The Tools, and the Problems They Solve¶
Python 3 has been around since 2008, and it gained real traction in the scientific Python ecosystem around 2014. It offers many benefits for scientific applications. Python 2 will reach its end-of-life (no new security updates) in 2020. Some projects still support both 2 and 3, but many have already dropped support for Python 2 in new releases or publicly stated their plans to do so. This cookiecutter focuses on Python 3 only.
Pip is the official Python package manager, and it can install packages either from code on your local machine or by downloading them from the Python Package Index (PyPI).
Git is a version control system that has become the consensus choice. It is used by virtually all of the major scientific Python projects, including Python itself.
GitHub is a website, owned by Microsoft, for hosting git repositories and discussion between contributors and users.
Cookiecutter is a tool for generating a directory of files from a template. We will use it to generate the boilerplate scaffolding of a Python project and various configuration files without necessarily understanding all the details up front.
PyTest is a framework for writing code that tests other Python code. There are several such frameworks, but pytest has emerged as the favorite, and major projects like numpy have switched from older systems to pytest.

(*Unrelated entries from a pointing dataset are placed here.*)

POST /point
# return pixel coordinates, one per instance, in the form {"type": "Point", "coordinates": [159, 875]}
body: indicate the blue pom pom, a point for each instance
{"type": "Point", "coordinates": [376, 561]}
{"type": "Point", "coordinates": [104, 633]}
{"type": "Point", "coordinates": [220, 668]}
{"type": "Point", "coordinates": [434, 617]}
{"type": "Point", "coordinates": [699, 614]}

Flake8 is a tool for inspecting code for likely mistakes (such as a variable that is defined but never used) and/or inconsitent style. This tool is right “on the line” as far as what we would recommend for beginners. Your mileage may vary, and so the tutorial includes clear instructions for ommitting this piece.
Travis-CI is an online service, free for open-source projects, that speeds software development by checking out your code on a fresh, clean server, installing your software, running the tests, and reporting the results. This helps you ensure that your code will work on your colleague’s computer—that it doesn’t accidentally depend on some local detail of your machine. It also creates a clear, public record of whether the tests passed or failed, so if things are accidentally broken (say, while you are on vacation) you can trace when the breaking change occurred.
RestructuredText (
.rst
) is a markup language, like HTML. It is designed for writing software documentation. It is used by almost all scientific Python projects, large and small.Sphinx is a documentation-publishing tool that renders RestructuredText into HTML, PDF, LaTeX, and other useful formats. It also inspects Python code to extract information (e.g. the list of functions in a module and the arguments they expect) from which it can automatically generate documentation. Extensions for sphinx provide additional functionality, some of which we cover in this tutorial.
GitHub Pages is a free service for publishing static websites. It is suitable for publishing the documentation generated by sphinx.